Esse tema, cada vez mais presente no mercado de trabalho, também está ganhando mais espaço na legislação.

A partir de maio, gerenciar riscos psicossociais nas empresas será obrigatório, conforme a nova NR-1. E o Certificado Empresa Promotora da Saúde Mental, criado pela Lei nº 14.831 de março de 2024, vai reconhecer o compromisso das empresas com o bem-estar dos colaboradores – o que certamente é um diferencial competitivo. 

Mas, afinal, o que significa ser uma empresa comprometida com o bem-estar?

Do ponto de vista legal, a certificação criada pelo governo federal se apoia em três pilares: promoção da saúde mental, bem-estar dos colaboradores e transparência na prestação de contas.

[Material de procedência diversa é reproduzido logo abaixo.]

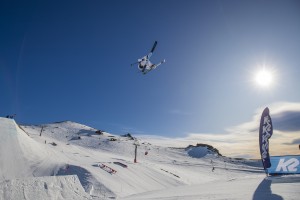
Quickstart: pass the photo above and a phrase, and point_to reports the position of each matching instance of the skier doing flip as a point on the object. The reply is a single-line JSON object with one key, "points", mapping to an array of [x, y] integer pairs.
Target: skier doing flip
{"points": [[144, 63]]}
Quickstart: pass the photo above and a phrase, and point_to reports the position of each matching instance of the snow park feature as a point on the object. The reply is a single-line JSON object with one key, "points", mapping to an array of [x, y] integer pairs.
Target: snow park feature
{"points": [[33, 169], [274, 165]]}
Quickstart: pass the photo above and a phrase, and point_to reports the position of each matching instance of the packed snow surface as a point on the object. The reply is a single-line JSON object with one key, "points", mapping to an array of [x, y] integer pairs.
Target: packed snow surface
{"points": [[67, 160]]}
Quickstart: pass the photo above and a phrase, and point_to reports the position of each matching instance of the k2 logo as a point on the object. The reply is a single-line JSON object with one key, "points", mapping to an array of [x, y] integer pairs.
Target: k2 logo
{"points": [[288, 166]]}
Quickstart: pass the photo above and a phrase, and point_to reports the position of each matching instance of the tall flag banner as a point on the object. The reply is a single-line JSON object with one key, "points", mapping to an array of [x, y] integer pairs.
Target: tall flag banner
{"points": [[265, 132], [285, 164]]}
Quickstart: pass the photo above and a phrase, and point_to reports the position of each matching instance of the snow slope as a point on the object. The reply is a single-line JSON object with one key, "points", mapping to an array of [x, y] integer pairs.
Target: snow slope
{"points": [[68, 148]]}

1. Promoção da saúde mental

As empresas certificadas devem implementar ações estruturadas para garantir o acesso a recursos psicológicos e psiquiátricos, capacitação das lideranças e campanhas de conscientização. Isso inclui:

  • Programas contínuos de suporte psicológico, com atendimento especializado e canais de apoio emocional;
  • Campanhas educativas para sensibilizar os colaboradores sobre a importância da saúde mental;
  • Treinamentos e workshops para gestores, capacitando-os a identificar sinais de sofrimento mental e apoiar suas equipes;
  • Políticas de combate à discriminação e ao assédio, que garantam um ambiente de trabalho seguro, respeitoso e inclusivo.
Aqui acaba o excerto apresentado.